Style reporter Amy Verner is covering the major shows at Paris Couture Fashion Week this week. Follow her on Twitter @ amyverner .
Maria Grazia Chiuri and Pierpaolo Piccioli have names that are a mouthful, especially compared to the retired Valentino, who dropped his Garavani surname perhaps for this very reason. But that aside, they are proving to be hard-working beneficiaries of the brand. This couture collection comes hot on the heels of their well-received men's wear show.
Anne Hathaway, who has worn Valentino for years, was in attendance and remains the perfect Valentino poster girl: part fictional princess, part cover girl and all class-act charm.
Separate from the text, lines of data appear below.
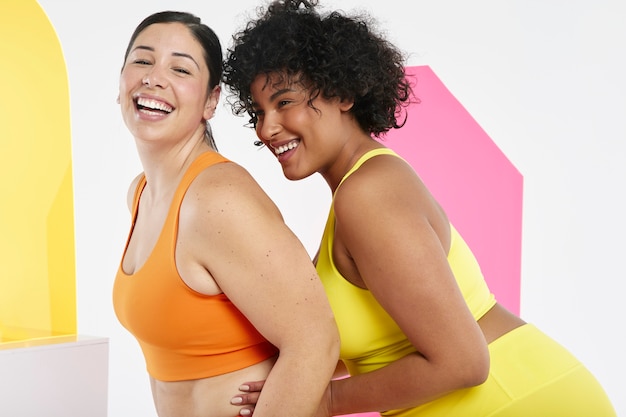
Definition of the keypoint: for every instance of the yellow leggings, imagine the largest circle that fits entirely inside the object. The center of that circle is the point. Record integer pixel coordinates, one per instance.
(530, 376)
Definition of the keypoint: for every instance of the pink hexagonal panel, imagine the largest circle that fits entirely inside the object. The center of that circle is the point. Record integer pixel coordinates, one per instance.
(472, 179)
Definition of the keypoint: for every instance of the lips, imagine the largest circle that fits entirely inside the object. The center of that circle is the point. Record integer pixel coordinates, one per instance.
(152, 105)
(286, 147)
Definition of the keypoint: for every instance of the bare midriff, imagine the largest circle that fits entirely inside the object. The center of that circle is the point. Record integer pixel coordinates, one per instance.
(206, 397)
(497, 322)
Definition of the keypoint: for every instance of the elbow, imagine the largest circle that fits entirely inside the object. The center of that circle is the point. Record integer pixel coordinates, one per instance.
(475, 370)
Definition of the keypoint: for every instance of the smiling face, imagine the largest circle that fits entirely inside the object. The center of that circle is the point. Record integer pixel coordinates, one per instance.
(163, 86)
(305, 139)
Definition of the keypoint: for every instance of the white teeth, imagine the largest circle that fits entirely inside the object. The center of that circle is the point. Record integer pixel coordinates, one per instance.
(284, 148)
(154, 105)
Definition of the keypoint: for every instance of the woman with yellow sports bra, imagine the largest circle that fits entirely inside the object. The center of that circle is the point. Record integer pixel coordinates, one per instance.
(421, 333)
(212, 283)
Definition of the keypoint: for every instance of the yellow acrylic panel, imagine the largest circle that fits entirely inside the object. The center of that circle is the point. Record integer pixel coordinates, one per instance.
(37, 251)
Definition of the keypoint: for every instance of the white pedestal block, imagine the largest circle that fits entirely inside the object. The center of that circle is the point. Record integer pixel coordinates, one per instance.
(58, 377)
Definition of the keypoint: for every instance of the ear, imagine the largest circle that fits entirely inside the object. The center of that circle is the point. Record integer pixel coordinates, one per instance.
(346, 104)
(211, 102)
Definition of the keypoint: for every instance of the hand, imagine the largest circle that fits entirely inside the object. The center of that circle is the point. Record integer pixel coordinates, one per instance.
(248, 398)
(250, 395)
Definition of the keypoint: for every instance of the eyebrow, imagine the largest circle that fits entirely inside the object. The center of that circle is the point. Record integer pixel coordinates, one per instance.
(178, 54)
(273, 97)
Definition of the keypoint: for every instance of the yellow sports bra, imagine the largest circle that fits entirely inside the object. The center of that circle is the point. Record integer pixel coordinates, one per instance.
(370, 338)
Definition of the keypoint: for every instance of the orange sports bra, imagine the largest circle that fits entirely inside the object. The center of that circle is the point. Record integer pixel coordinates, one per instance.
(183, 334)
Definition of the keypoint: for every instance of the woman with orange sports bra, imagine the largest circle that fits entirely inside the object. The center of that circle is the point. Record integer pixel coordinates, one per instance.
(421, 333)
(212, 283)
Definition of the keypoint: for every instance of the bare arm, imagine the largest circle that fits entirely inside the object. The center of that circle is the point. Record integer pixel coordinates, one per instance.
(263, 268)
(401, 256)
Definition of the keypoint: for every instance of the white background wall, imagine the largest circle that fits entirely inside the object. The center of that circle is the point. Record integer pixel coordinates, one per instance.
(545, 79)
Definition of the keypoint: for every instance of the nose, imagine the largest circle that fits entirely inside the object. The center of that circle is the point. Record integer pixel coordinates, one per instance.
(154, 78)
(268, 126)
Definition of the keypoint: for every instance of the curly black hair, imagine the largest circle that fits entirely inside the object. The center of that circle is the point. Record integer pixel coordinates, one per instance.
(334, 55)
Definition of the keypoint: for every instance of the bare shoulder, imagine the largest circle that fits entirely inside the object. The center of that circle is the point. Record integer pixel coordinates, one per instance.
(227, 185)
(130, 194)
(382, 181)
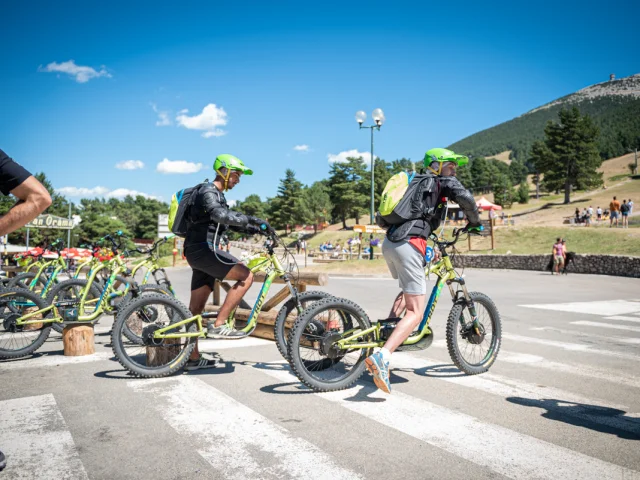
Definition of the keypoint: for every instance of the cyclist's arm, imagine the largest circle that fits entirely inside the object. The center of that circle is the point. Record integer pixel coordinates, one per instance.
(218, 213)
(33, 200)
(452, 188)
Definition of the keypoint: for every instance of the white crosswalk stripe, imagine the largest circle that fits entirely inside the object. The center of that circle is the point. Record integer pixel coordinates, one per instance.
(229, 435)
(572, 347)
(516, 455)
(36, 441)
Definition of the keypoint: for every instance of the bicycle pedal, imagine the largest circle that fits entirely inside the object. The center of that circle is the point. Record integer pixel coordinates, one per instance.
(424, 343)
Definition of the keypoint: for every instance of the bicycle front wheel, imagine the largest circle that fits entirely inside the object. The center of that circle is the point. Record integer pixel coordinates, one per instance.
(21, 340)
(154, 357)
(472, 351)
(313, 353)
(288, 314)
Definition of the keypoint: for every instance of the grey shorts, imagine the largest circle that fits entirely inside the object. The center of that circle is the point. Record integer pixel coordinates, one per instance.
(406, 265)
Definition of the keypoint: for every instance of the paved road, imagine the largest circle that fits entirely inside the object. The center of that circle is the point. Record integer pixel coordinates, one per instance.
(562, 401)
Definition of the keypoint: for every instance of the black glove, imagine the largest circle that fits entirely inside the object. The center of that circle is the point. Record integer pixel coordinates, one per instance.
(474, 228)
(253, 230)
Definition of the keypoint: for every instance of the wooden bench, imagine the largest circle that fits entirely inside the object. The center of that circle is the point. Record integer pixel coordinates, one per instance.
(269, 312)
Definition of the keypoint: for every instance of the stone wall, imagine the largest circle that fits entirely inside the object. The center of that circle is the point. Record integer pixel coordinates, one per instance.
(618, 265)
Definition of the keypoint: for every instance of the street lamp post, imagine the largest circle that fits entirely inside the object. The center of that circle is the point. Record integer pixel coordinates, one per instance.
(378, 118)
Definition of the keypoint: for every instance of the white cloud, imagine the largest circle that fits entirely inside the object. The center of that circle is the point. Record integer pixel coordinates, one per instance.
(80, 73)
(214, 133)
(83, 192)
(163, 116)
(210, 119)
(178, 166)
(130, 165)
(342, 156)
(102, 192)
(123, 192)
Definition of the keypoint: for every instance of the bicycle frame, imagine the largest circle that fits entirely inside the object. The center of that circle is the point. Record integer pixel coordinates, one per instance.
(446, 274)
(108, 292)
(270, 265)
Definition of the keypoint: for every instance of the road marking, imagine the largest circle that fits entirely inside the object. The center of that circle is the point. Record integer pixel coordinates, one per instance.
(623, 318)
(36, 440)
(541, 362)
(237, 441)
(571, 347)
(606, 325)
(213, 345)
(45, 361)
(529, 394)
(504, 451)
(604, 308)
(579, 333)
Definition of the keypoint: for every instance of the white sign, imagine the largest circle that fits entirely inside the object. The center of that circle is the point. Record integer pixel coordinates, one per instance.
(163, 226)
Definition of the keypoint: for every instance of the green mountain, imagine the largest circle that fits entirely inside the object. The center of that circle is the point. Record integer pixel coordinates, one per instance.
(613, 105)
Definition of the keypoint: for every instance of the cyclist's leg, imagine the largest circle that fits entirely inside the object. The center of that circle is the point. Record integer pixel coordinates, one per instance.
(244, 279)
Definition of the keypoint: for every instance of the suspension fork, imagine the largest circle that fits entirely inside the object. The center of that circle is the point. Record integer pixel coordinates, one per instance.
(469, 301)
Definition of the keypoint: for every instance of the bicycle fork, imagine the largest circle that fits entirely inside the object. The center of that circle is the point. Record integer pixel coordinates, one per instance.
(470, 304)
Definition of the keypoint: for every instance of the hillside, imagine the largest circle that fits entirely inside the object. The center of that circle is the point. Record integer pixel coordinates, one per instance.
(614, 106)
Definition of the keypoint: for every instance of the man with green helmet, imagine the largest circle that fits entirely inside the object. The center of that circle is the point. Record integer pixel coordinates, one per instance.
(209, 218)
(404, 250)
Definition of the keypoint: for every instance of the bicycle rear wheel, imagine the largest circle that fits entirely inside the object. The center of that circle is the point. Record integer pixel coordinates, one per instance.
(311, 347)
(21, 340)
(471, 352)
(288, 315)
(155, 357)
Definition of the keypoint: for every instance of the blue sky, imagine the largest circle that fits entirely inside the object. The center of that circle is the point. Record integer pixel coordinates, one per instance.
(258, 79)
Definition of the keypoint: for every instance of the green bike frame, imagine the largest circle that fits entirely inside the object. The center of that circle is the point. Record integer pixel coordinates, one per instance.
(270, 265)
(117, 266)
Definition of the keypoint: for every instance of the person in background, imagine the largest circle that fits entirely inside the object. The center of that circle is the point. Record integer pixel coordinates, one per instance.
(624, 212)
(614, 209)
(33, 199)
(558, 256)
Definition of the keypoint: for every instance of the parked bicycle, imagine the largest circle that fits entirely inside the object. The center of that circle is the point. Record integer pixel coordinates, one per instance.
(169, 330)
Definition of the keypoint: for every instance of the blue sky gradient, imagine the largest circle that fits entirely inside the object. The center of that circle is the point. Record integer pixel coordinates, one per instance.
(286, 74)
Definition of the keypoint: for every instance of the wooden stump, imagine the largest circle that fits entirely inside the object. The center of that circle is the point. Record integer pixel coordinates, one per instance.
(157, 356)
(78, 340)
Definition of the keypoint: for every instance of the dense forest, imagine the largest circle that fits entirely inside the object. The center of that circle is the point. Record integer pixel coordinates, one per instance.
(616, 116)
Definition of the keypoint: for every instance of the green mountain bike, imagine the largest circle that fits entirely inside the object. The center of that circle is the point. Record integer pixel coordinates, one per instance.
(26, 318)
(331, 339)
(168, 330)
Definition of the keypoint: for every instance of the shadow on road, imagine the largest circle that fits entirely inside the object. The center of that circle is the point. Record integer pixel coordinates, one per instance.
(600, 419)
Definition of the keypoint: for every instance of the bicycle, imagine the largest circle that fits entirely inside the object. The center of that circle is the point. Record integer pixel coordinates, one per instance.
(169, 334)
(41, 280)
(331, 339)
(150, 263)
(27, 318)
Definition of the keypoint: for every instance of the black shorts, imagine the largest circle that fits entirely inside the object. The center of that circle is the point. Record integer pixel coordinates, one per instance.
(208, 266)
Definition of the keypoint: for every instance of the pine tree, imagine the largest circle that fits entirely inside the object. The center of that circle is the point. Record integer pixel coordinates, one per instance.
(347, 189)
(574, 158)
(286, 207)
(316, 203)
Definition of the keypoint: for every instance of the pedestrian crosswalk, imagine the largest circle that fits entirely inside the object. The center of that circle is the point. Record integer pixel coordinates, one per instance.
(553, 414)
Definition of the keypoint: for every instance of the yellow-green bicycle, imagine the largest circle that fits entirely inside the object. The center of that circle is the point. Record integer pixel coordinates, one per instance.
(169, 330)
(27, 318)
(330, 339)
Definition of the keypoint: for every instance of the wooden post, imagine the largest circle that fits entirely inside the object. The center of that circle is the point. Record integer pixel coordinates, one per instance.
(216, 292)
(78, 340)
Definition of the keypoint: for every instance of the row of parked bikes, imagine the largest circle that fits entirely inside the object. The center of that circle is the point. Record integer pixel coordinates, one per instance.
(324, 338)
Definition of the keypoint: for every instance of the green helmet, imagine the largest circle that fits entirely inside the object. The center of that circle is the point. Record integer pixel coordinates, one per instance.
(232, 163)
(442, 155)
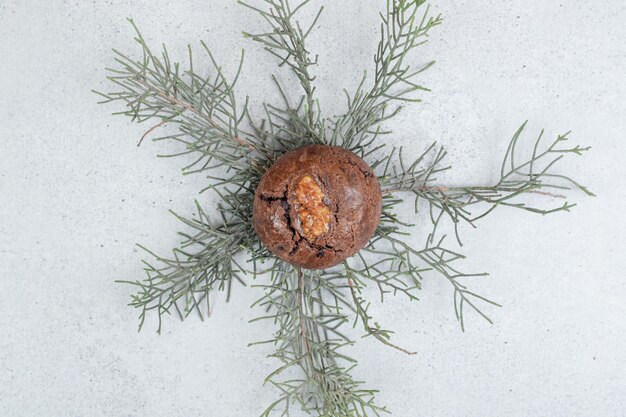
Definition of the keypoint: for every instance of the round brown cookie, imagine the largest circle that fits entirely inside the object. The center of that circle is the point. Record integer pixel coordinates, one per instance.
(317, 206)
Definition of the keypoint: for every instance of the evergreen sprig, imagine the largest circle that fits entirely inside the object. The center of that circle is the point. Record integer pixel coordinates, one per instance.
(311, 309)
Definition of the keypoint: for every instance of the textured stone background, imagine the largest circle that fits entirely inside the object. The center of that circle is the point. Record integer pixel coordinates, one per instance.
(76, 194)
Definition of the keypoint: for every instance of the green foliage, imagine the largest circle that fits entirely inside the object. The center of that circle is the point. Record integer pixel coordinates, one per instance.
(311, 309)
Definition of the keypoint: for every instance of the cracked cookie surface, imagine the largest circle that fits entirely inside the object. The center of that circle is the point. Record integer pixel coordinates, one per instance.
(316, 206)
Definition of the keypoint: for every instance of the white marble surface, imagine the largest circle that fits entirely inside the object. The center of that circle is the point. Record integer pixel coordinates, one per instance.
(76, 194)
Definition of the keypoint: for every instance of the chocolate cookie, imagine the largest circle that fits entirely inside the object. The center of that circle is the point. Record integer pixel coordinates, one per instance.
(317, 206)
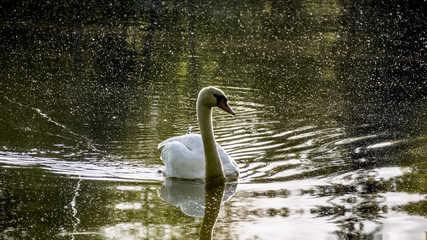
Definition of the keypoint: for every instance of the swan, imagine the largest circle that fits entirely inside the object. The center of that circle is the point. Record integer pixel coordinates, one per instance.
(198, 156)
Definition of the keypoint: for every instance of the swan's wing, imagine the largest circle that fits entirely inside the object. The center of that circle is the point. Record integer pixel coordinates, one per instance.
(186, 152)
(184, 157)
(191, 141)
(228, 163)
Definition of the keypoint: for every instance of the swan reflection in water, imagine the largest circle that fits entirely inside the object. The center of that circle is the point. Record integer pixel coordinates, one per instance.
(199, 199)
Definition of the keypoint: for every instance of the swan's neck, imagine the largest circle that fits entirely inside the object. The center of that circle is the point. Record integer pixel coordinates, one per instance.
(214, 171)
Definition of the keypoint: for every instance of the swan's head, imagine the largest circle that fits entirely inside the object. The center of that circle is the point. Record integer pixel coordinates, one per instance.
(214, 97)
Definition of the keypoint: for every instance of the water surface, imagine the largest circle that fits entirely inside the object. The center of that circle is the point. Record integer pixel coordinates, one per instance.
(329, 133)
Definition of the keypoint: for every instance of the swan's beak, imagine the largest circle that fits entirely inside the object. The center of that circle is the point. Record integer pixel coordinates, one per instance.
(224, 105)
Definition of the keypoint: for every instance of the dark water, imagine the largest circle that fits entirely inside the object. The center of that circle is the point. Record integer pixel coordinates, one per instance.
(330, 131)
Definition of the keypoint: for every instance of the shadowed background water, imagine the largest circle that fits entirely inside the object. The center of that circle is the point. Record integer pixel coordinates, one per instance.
(330, 129)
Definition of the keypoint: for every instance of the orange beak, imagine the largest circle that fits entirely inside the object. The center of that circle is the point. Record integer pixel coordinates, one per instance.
(224, 105)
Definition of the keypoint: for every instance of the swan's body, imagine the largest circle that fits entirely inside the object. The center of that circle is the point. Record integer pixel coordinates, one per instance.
(198, 156)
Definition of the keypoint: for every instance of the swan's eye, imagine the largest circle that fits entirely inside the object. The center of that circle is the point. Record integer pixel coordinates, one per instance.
(220, 98)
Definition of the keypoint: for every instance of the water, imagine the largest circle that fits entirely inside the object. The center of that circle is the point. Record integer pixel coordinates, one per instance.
(329, 133)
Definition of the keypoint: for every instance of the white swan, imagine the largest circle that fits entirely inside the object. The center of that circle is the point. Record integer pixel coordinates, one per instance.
(195, 156)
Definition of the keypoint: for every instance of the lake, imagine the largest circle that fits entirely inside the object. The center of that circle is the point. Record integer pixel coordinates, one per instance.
(330, 132)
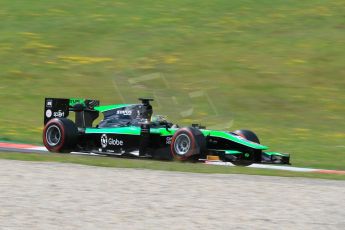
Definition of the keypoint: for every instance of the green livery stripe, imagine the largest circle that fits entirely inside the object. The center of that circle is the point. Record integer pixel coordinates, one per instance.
(232, 152)
(74, 101)
(234, 138)
(131, 130)
(276, 154)
(135, 130)
(105, 108)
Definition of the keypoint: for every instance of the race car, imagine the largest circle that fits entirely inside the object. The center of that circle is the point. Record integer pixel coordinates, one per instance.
(131, 130)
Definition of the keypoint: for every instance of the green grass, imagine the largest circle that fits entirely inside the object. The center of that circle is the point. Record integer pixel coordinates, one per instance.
(276, 67)
(159, 165)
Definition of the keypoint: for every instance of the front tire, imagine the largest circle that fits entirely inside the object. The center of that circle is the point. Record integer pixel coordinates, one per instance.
(187, 143)
(60, 135)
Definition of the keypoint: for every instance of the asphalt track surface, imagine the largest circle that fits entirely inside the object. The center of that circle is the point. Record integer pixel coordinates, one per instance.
(27, 148)
(42, 195)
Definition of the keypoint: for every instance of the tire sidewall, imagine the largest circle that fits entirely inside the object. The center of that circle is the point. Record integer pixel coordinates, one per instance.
(58, 123)
(192, 150)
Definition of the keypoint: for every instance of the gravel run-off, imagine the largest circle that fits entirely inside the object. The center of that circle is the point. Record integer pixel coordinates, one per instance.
(35, 195)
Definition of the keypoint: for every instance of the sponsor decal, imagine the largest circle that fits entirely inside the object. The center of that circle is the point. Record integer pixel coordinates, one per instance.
(59, 114)
(49, 103)
(49, 113)
(105, 141)
(124, 112)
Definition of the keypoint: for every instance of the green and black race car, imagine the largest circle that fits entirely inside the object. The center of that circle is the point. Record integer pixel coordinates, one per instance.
(130, 130)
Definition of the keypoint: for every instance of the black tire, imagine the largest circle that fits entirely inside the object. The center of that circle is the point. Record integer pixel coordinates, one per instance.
(187, 143)
(247, 134)
(254, 155)
(60, 135)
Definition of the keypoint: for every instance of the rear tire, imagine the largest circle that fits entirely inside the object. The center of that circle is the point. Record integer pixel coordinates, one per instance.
(60, 135)
(187, 143)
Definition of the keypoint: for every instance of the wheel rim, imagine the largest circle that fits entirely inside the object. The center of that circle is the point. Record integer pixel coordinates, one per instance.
(53, 135)
(182, 144)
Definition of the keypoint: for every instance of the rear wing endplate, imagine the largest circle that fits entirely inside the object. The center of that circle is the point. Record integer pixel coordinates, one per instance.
(60, 108)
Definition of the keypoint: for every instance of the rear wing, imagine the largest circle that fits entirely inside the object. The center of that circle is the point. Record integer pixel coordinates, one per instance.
(60, 108)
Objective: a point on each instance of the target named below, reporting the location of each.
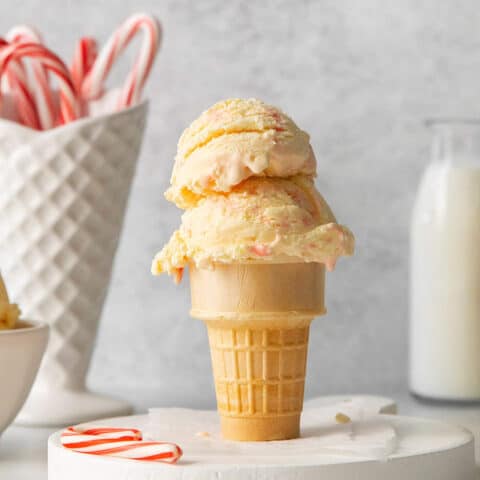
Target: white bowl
(21, 351)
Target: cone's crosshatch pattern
(62, 205)
(258, 320)
(259, 371)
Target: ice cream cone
(258, 318)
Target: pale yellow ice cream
(234, 140)
(9, 312)
(268, 220)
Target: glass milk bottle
(445, 268)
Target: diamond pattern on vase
(62, 204)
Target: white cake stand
(380, 447)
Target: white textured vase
(62, 202)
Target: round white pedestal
(59, 407)
(376, 448)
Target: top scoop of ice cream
(9, 312)
(261, 220)
(232, 141)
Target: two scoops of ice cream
(257, 237)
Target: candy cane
(119, 442)
(43, 94)
(18, 86)
(92, 86)
(52, 63)
(83, 60)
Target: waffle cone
(258, 318)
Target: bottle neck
(456, 143)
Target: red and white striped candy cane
(83, 59)
(69, 110)
(40, 85)
(92, 86)
(119, 442)
(18, 87)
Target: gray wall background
(360, 76)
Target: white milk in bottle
(445, 268)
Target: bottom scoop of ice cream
(260, 220)
(9, 312)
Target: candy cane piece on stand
(83, 59)
(69, 110)
(92, 86)
(18, 88)
(39, 84)
(119, 442)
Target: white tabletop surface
(23, 451)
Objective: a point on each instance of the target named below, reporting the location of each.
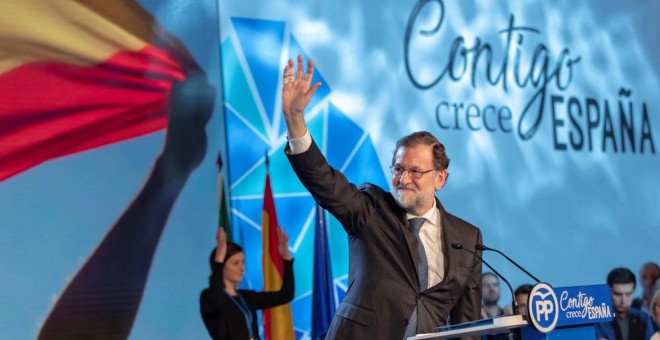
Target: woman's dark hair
(232, 248)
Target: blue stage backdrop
(549, 113)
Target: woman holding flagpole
(229, 312)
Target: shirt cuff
(300, 145)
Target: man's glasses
(398, 171)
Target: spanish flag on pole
(79, 74)
(278, 324)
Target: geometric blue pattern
(257, 129)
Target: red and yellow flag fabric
(278, 323)
(80, 74)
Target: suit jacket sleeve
(331, 189)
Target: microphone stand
(483, 247)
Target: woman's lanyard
(245, 309)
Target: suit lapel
(404, 225)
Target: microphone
(514, 304)
(483, 247)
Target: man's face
(622, 294)
(490, 289)
(416, 195)
(521, 300)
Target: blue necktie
(422, 271)
(422, 263)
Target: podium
(554, 314)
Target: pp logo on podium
(543, 307)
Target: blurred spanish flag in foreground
(80, 74)
(278, 323)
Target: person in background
(629, 323)
(490, 296)
(228, 312)
(654, 307)
(521, 295)
(648, 273)
(404, 277)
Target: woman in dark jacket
(229, 313)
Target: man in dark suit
(404, 277)
(629, 323)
The duo dreamt up an Old World Russian fantasy and layered on the decadence – extensive handwork was required to produce the bronzed metal embroidered lace, hand-painted devoré velvet flowers woven into tulle – but did so without any gaudy pretension. To balance all the sparkle: velvet with braided detailing inspired by the Cossacks, or a mosaic of cutouts that looked like architectural buttresses. To wit, several looks were attributed to anything famous and Russian: Kandinsky, Fabergé, Rodchenko, Erté and Sevruga (as in, the caviar) all made the cut.
For anyone who had any doubts about the handwork that goes into couture, the press notes highlighted the hours required to complete the most intricate embroidered pieces. Most averaged around 350 hours, with a minimum of 150 hours, and an astounding maximum of 2,300 hours for a crystal-encrusted dress.
This collection represented a defining moment for the designers who have taken the Valentino heritage (yes, there were two signature red dresses) and imbued it with their own dreamy aesthetic. On another note, the models were all crowned with delicate gold and crystal diadems, an accessory bound for Gossip Girl if ever there were one.